そして、今日も、そんなお声掛けをいただいて、持って行けと言われた竹かごたち。
・いかき
・茶つみカゴ
・てみ
・ざる(竹とつるで作られている)
今でも木頭で使える道具たち。
いかきは昔、天井から吊るして使っていて(もちろん置いても使える)、カゴにさらしを敷いて、炊いたご飯を入れ、さらしで包み置いていたという。
よく、木頭の方が、『すえた飯』という言葉を使うけれど、昔は、炊いたお米をいかきに置いておいて、しばらく食べていたという。
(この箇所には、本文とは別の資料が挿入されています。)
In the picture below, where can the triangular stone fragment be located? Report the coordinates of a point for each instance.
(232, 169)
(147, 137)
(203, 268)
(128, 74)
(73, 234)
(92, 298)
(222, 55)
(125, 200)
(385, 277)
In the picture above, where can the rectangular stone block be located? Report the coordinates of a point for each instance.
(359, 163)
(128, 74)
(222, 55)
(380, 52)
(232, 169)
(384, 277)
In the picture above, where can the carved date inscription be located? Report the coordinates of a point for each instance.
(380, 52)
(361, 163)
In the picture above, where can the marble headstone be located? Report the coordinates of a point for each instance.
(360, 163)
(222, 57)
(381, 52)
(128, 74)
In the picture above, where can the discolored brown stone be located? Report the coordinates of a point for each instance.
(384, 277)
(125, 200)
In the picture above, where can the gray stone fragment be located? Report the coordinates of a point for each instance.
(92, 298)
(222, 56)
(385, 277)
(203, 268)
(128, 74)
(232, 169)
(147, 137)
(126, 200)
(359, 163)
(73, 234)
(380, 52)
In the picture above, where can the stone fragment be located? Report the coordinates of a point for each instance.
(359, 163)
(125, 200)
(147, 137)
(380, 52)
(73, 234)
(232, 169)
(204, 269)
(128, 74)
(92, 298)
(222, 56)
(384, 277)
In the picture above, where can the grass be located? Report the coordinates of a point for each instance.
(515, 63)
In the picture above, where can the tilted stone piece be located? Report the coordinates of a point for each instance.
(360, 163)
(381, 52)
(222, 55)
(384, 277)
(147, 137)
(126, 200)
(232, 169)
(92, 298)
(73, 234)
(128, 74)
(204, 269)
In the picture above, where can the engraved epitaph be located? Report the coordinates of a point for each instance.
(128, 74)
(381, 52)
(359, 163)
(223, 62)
その間に、酸っぱくなる?少し腐敗した感じのお米になるらしく、しかもそれはギリギリたべれるらしく、そんな状態のお米のことを『すえた飯』と言っていたそう。
茶つみカゴは、木頭の釜炒り茶作りの茶つみに大活躍。木頭では、昔から、茶葉を摘み、大きな釜で炒って、揉んで、干して、自分たちで飲む一年分のお茶を作る文化が残っています。
年々、少なくはなってきたけれど、今でもまだ作られている釜炒り茶。
5月初旬に大活躍する道具です。
てみは、干物をしたり、お茶を揉んだり、豆などに混ざった小さなゴミを飛ばすのに使ったりと、かなり秀逸な道具。
このてみは、私よりも4年若いてみ。年々、修繕されながら、余裕で30年使われ続けている。
ざるは、何にでも使える。ゆずを搾る時に種をキャッチしてくれたり、干物をしたり、収穫した野菜を入れたり。
何かと汎用性のあるもの。
木頭の昔の道具は、インテリアではなく、現役で使われています。我が家でも。
道具をいただく時に、一緒に聞けるお話がおもしろくて、木頭に来るまではほぼ無知だったのに、一気に自分の暮らしの中に入り込んできた道具たち。
使い方も体験として教えていただき続けてきたので、ものすごい便利な道具に見えてくる。
今回もいただいた道具たち。
部分改修しながら使い続けることができるので、それもまたおもしろい。
早速使わせていただきます。あと何年もつだろうか?それもまた楽しみです。
木頭では、
・民具のねーさん
・木頭弁のねーさん
・木頭の生き字引き
とよく言われます。とてもうれしいことです。